At the moment due to various sources/sourcetypes, as well as historical hostname changes we have a lot of "duplicate" hostnames listed under "hosts" inside the Summary - Search view. One example of a host: say in /var/log/cache.log it has a hostname of linux33.ext and in /var/log/messages it has a hostname of linux33.local. But actually it's all the same host.
Is there a way to have the splunk indexer read a file of a similar format to this:
...and have Splunk show/record only the "actual_hostname" value for every time the indexer encounters one of the aliases?
I have a combination of forwarder inputs and syslog inputs on the indexer so I would like this processing to be done at the indexer itself.

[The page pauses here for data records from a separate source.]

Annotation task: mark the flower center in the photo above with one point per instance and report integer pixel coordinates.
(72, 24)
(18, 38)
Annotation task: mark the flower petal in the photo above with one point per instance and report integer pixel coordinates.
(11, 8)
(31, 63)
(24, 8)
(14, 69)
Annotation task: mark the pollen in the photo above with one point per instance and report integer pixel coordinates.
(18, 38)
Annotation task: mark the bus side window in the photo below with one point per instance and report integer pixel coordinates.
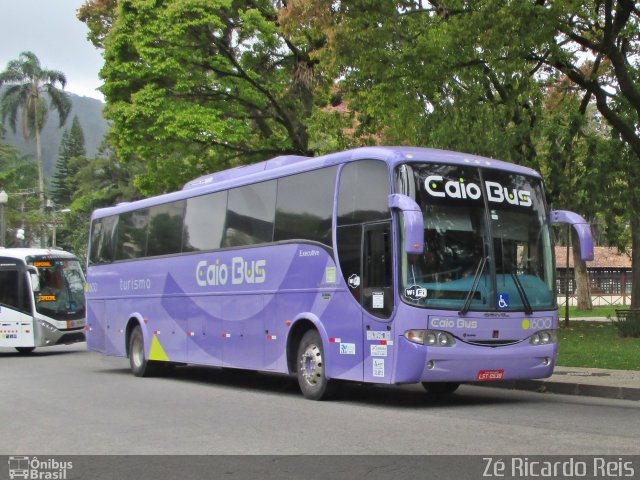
(377, 275)
(13, 290)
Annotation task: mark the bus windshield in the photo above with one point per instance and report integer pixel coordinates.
(487, 242)
(61, 288)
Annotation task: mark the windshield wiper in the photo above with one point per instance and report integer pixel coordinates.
(474, 287)
(523, 295)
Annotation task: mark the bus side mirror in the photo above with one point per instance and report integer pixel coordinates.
(412, 221)
(581, 228)
(35, 279)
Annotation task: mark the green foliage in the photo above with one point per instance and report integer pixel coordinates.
(100, 182)
(71, 156)
(628, 323)
(19, 175)
(194, 86)
(597, 345)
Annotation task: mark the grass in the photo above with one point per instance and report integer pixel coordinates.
(597, 345)
(606, 311)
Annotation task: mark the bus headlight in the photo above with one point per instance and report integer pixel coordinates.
(431, 338)
(543, 337)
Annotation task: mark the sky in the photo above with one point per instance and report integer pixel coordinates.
(51, 30)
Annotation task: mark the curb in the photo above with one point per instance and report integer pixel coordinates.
(569, 388)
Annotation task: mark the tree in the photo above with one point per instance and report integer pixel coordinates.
(72, 153)
(100, 182)
(17, 176)
(196, 86)
(26, 85)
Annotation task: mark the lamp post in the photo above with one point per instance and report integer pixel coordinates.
(4, 198)
(55, 224)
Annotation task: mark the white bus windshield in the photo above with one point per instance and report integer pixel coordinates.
(61, 292)
(487, 241)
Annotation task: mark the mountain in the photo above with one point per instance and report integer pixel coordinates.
(94, 127)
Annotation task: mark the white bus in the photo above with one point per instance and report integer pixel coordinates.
(41, 298)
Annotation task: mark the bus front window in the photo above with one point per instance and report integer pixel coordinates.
(487, 245)
(61, 293)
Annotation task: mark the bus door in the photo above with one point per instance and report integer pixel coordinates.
(16, 313)
(377, 301)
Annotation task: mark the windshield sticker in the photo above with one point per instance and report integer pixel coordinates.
(503, 300)
(330, 275)
(378, 367)
(436, 186)
(378, 335)
(347, 349)
(415, 292)
(378, 300)
(378, 350)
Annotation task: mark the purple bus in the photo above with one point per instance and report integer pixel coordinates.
(384, 264)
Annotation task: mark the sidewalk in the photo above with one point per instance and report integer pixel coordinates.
(591, 382)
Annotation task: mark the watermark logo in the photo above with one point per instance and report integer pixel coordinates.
(38, 469)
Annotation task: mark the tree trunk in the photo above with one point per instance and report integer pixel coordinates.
(635, 256)
(43, 231)
(583, 292)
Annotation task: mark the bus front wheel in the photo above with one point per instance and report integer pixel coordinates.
(140, 366)
(311, 367)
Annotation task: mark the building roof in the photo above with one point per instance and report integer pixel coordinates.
(604, 257)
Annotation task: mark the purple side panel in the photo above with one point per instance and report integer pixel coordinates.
(233, 308)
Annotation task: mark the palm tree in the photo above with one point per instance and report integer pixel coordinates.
(26, 83)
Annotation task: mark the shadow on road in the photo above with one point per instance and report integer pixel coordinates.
(396, 396)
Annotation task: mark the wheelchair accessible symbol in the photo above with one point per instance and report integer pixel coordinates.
(503, 300)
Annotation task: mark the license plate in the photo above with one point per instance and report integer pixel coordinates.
(489, 375)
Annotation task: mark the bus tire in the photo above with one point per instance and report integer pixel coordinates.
(310, 368)
(140, 366)
(440, 388)
(25, 349)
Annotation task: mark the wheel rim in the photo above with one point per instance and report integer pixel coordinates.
(311, 366)
(137, 355)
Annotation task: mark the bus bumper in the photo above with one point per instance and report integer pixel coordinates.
(471, 363)
(48, 335)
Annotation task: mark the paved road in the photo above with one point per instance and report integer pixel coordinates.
(65, 400)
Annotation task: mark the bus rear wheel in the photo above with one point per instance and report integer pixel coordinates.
(140, 366)
(310, 368)
(25, 349)
(440, 388)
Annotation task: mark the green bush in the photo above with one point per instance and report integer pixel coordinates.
(628, 323)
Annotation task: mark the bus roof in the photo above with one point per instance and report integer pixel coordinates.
(291, 164)
(23, 253)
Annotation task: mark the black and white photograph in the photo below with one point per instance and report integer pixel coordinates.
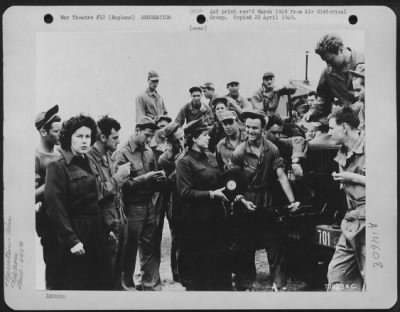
(201, 152)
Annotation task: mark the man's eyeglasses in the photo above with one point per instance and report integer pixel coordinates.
(228, 122)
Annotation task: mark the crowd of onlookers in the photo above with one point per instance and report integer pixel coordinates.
(101, 206)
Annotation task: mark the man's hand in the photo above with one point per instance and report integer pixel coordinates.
(348, 177)
(218, 194)
(124, 171)
(112, 237)
(307, 116)
(293, 207)
(78, 250)
(248, 204)
(155, 176)
(297, 170)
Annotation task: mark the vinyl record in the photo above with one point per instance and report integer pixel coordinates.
(235, 183)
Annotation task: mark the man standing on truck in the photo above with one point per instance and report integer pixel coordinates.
(336, 79)
(346, 270)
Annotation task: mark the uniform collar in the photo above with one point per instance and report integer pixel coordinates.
(344, 154)
(242, 138)
(197, 155)
(151, 93)
(133, 146)
(98, 156)
(202, 107)
(69, 157)
(264, 146)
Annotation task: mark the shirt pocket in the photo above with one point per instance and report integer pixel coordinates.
(79, 182)
(137, 170)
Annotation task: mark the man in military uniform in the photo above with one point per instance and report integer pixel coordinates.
(150, 103)
(261, 163)
(48, 125)
(109, 182)
(236, 102)
(336, 78)
(346, 270)
(167, 162)
(159, 144)
(267, 97)
(138, 192)
(209, 92)
(233, 137)
(195, 109)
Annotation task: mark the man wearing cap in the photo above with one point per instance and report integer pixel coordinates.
(261, 163)
(158, 143)
(236, 102)
(195, 109)
(267, 97)
(138, 192)
(336, 78)
(233, 137)
(204, 247)
(150, 103)
(109, 182)
(167, 162)
(359, 91)
(209, 92)
(218, 106)
(346, 271)
(48, 125)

Unless I misunderstand your question, I believe you can achieve this via lookups and then modifying the searches in your views, and/or fields you reference in your searches.
I created and loaded a lookup table that looks like this:
Then, executed a search using both fields; host and actual host.
password fail* | table user, host, actualhost
You can see the results below. So you could modify views that use the field host and change it to actual host to get the values you are looking for. For example, I would modify my search above to use only actual host:
password fail* | table actualhost
The summary view has a saved search running behind the scenes. You can identify and modify that saved search to show your actual hosts on the summary page too.
I would like to do it pre-index or index time.
1. A splunk indexer receives a log file entry "20101106 linux16.local rd server restarted!"
2. The indexer "rewrites" linux16.local to linux16 (please refer to the tsv file in my question)
3. The indexer saves the entry to an index file with host field = "linux16".
And same for ALL other types of log that indexer can parse (syslog, apache logs etc).